1) Test at Ambient Temperature

(48) The YNE30 is introduced into a tube comprising ice tea (concentration prepared=0.1 g/l). The results obtained after 18 hours at ambient temperature are shown in FIG. 6.

(49) The formation of a decanting pellet and a slight decoloration of the tea are observed.

(50) The decanting pellet is removed using a pipette and is tasted by 3 individuals, including a flavorist.

(51) The sensation noticed by each of the testers is astringency.

(52) Since the sensation of astringency is provided by the tannins, it can be concluded from this that there has been good precipitation of the latter in the decanting pellet.

2) Test at 6° C.

(53) The following four samples were tested:

(54) ice tea alone (control),

(55) ice tea into which has been introduced YPE at a concentration of 1 g/l,

(56) ice tea into which has been introduced YNE 30 at a concentration of 0.3 g/l.

(57) ice tea into which has been introduced YNE 30 at a concentration of 1 g/l.

(58) The results obtained after 10 hours at 6° C. are shown in FIG. 7.

(59) The 4 samples described above are respectively represented from left to right in FIG. 7 (thus, the sample on the far left is the control, the one next to it is the one into which YPE has been introduced, etc.).

(60) For the ice tea alone, no decanting or decoloration is observed.

(61) For the ice tea into which has been introduced YPE (1 g/l), decanting and slight decoloration are observed after 2 to 3 months (as a reminder, FIG. 7 shows the results after 10 hours, therefore no decanting or decoloring observed), whereas, with the ice tea into which has been introduced YNE (at 0.3 and 1 g/l), a clear decanting and decoloring are observed after 3 to 6 hours.

(62) The decanting pellet was removed by using a pipette and was tasted by the 3 testers mentioned in point 1 above.

(63) The sensation noticed by each tester in terms of astringency is evaluated in table 2 below.

(64) TABLE-US-00002 TABLE 2 Ice tea + Ice tea Ice tea + 0.3 g/l Ice tea + as is 1 g/l YPE YNE 1 g/l YNE Decanting None 2-3 months 3-6 hours 3-6 hours and decoloring Temperature 6° C. 6° C. 6° C. 6° C. Tasting of the 0 3 3 5 precipitation pellet: Sensation of astringency

(65) The sensation of astringency is slightly higher for the decanting pellet in the tube to which was added the YNE30 at a concentration of 0.3 g/l, compared with that felt by the tester for the decanting pellet in the tube to which was added the YNE30 at a concentration of 1 g/l.

Conclusion

(66) After 10 hours, no difference was observed between the control sample (ice tea alone) and that to which was added the YPE at a concentration of 1 g/l. The addition of YPE to the ice tea does not make it possible to produce the precipitation of the tannins from the tea and/or the precipitation of the pigments from the tea.
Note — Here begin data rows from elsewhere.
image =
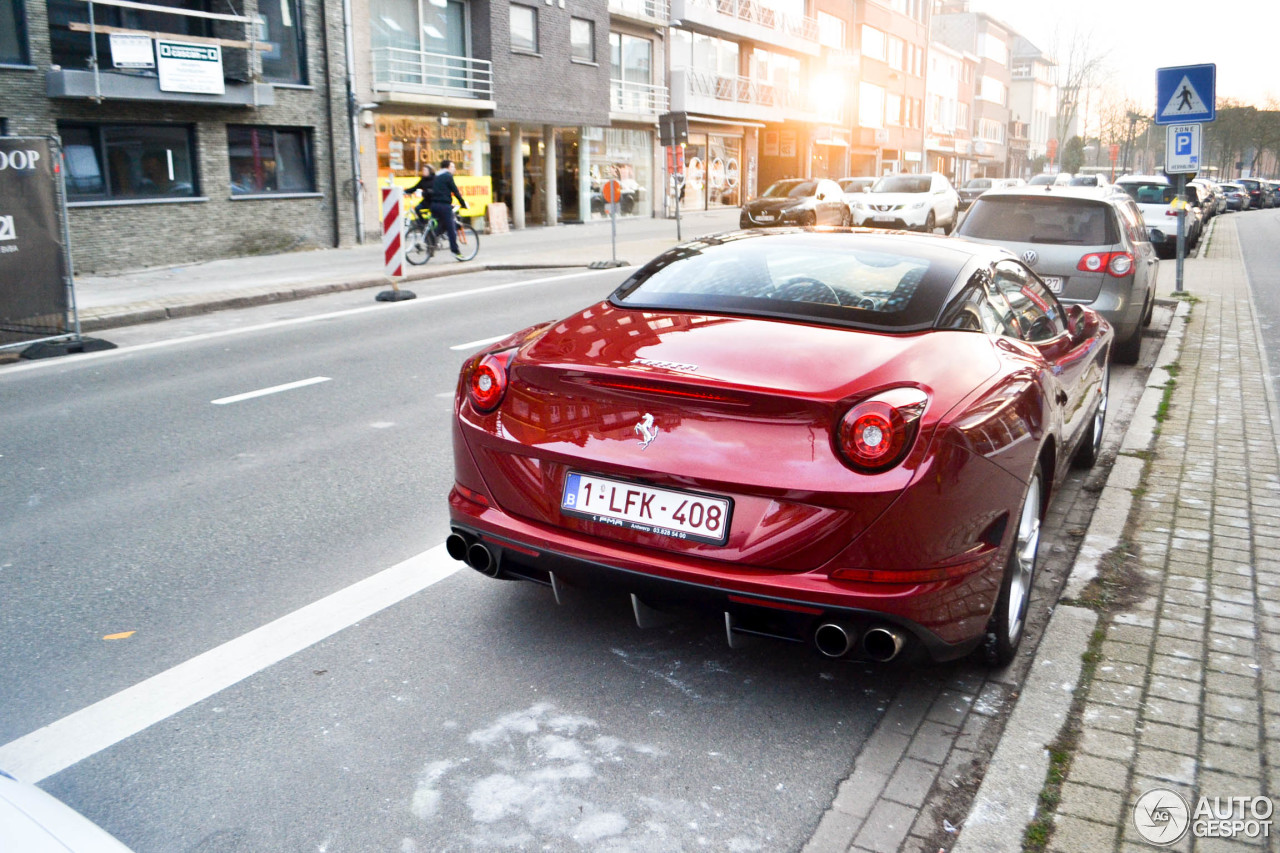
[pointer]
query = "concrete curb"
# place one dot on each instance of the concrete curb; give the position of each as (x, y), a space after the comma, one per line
(1006, 799)
(177, 306)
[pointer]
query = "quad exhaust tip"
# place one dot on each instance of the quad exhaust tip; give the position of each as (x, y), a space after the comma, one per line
(832, 639)
(474, 553)
(881, 644)
(456, 546)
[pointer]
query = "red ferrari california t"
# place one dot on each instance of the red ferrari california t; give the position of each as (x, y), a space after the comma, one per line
(844, 438)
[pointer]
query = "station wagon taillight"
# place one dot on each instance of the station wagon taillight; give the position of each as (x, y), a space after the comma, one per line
(1118, 264)
(877, 433)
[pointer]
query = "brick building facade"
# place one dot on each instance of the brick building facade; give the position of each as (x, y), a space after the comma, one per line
(159, 173)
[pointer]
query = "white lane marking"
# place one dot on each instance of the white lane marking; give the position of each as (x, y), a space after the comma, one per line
(87, 357)
(273, 389)
(104, 724)
(483, 342)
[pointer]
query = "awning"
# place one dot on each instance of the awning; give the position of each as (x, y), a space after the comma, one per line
(705, 119)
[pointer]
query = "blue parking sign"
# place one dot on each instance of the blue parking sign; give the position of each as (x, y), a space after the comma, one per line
(1185, 94)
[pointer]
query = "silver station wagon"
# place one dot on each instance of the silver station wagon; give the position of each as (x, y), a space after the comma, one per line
(1088, 245)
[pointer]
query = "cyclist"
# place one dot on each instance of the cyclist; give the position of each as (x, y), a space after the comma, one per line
(444, 190)
(424, 186)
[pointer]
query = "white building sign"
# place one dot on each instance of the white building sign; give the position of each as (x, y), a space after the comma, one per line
(190, 68)
(132, 51)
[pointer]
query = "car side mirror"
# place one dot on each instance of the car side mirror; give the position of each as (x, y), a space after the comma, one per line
(1080, 324)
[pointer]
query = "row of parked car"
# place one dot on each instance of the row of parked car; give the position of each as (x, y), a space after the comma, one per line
(1091, 241)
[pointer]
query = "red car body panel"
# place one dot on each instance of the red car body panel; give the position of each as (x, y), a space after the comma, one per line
(746, 409)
(67) On the other hand, the addition of YNE30 at concentrations such as 0.3 g/l or 1 g/l is sufficient to induce the precipitation of the tannins from the tea and of the pigments from the tea, this starting from 3 to 6 hours after the addition of YNE. The decoloring of the ice tea is clear for the tubes to which was added YNE30, regardless of the YNE concentration.

(68) The addition of YNE30 at a concentration of 1 g/l to the ice tea results in a decanting pellet that is larger than with the addition of YNE30 at a concentration of 0.3 g/l.

(69) Moreover, the sensation in terms of astringency is higher for the decanting pellet in the tube to which was added YNE at 1 g/l.

(70) Since the sensation of astringency is provided by the tannins, it can be concluded from this that there has been good precipitation of the latter in the decanting pellet.